そのため、普段の息子の活動状況を見てもらうことが大切です。 - 医療的ケアを実際を見てもらえる
吸引の方法や気管カニューレの挿入方法など、息子に必要な医療的ケアを間近で見てもらえるので、入園前に看護技術の振り返りや準備ができます。医師がいるので実際に吸引のポイントや気管カニューレの挿入時のコツを聞くことも出来ます。
入園前や入園後に、看護師が定期的に息子の気管カニューレの入れ替えを実施してくれたので、安心でした。
まとめ:5つの作戦は効果的
息子を保育園に入園させるために行った5つの作戦は、効果的でした。なぜなら、区長にメールを送ってから半年で息子は保育園に入園できたからです。とはいえ、お住まいの地域によって行政の対応はさまざまです。

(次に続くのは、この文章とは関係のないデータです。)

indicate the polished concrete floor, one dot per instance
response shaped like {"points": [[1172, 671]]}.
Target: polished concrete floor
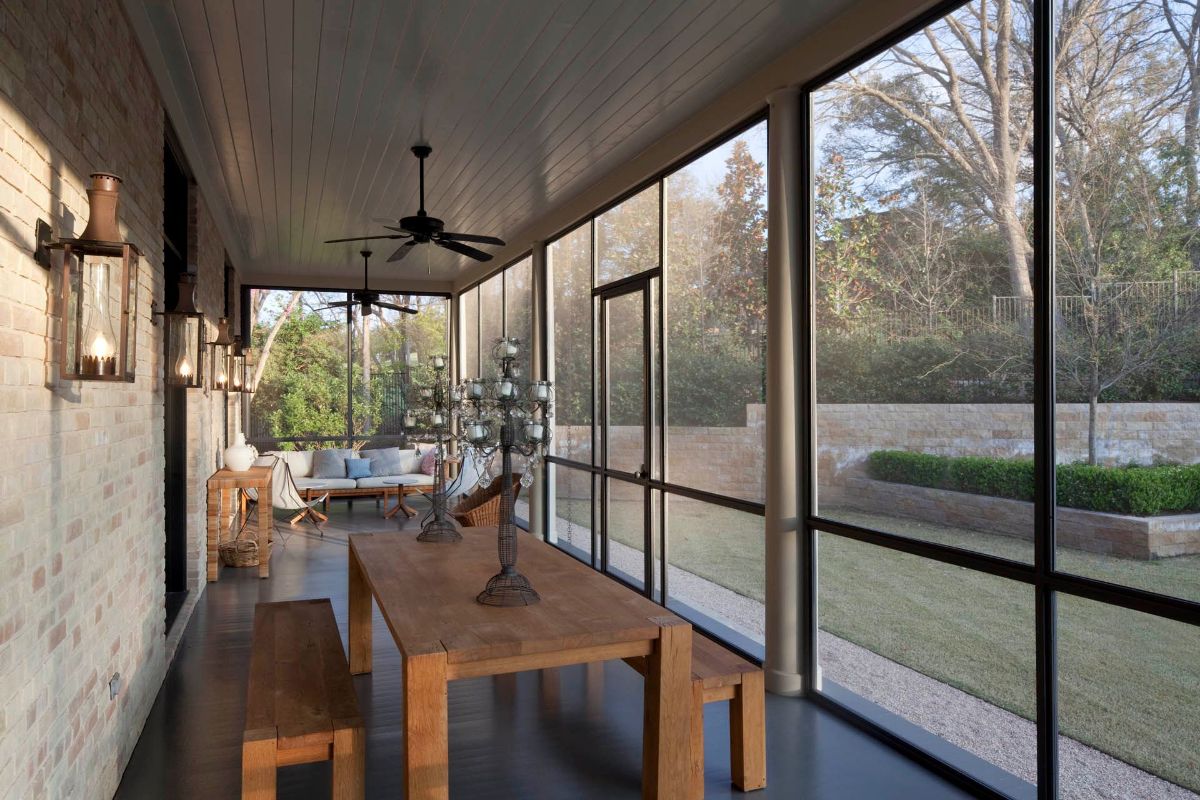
{"points": [[537, 735]]}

前例のない医療的ケア児の入園には時間がかかります。まずは、子どもの現状を認知させることから始めなければいけません。
今回の記事を参考にしていただき、お子さんの就園問題が良い方向に進むことを願っています。
医療的ケア児のママ、パパ 毎日のケアお疲れさまです。
最後までご覧いただきありがとうございました。
※医療的ケア児支援法案が成立しました。各都道府県の行政の皆様には、ぜひ早急に医療的ケア児の受け入れ態勢を整えていただきますよう、ここにお願い申し上げます。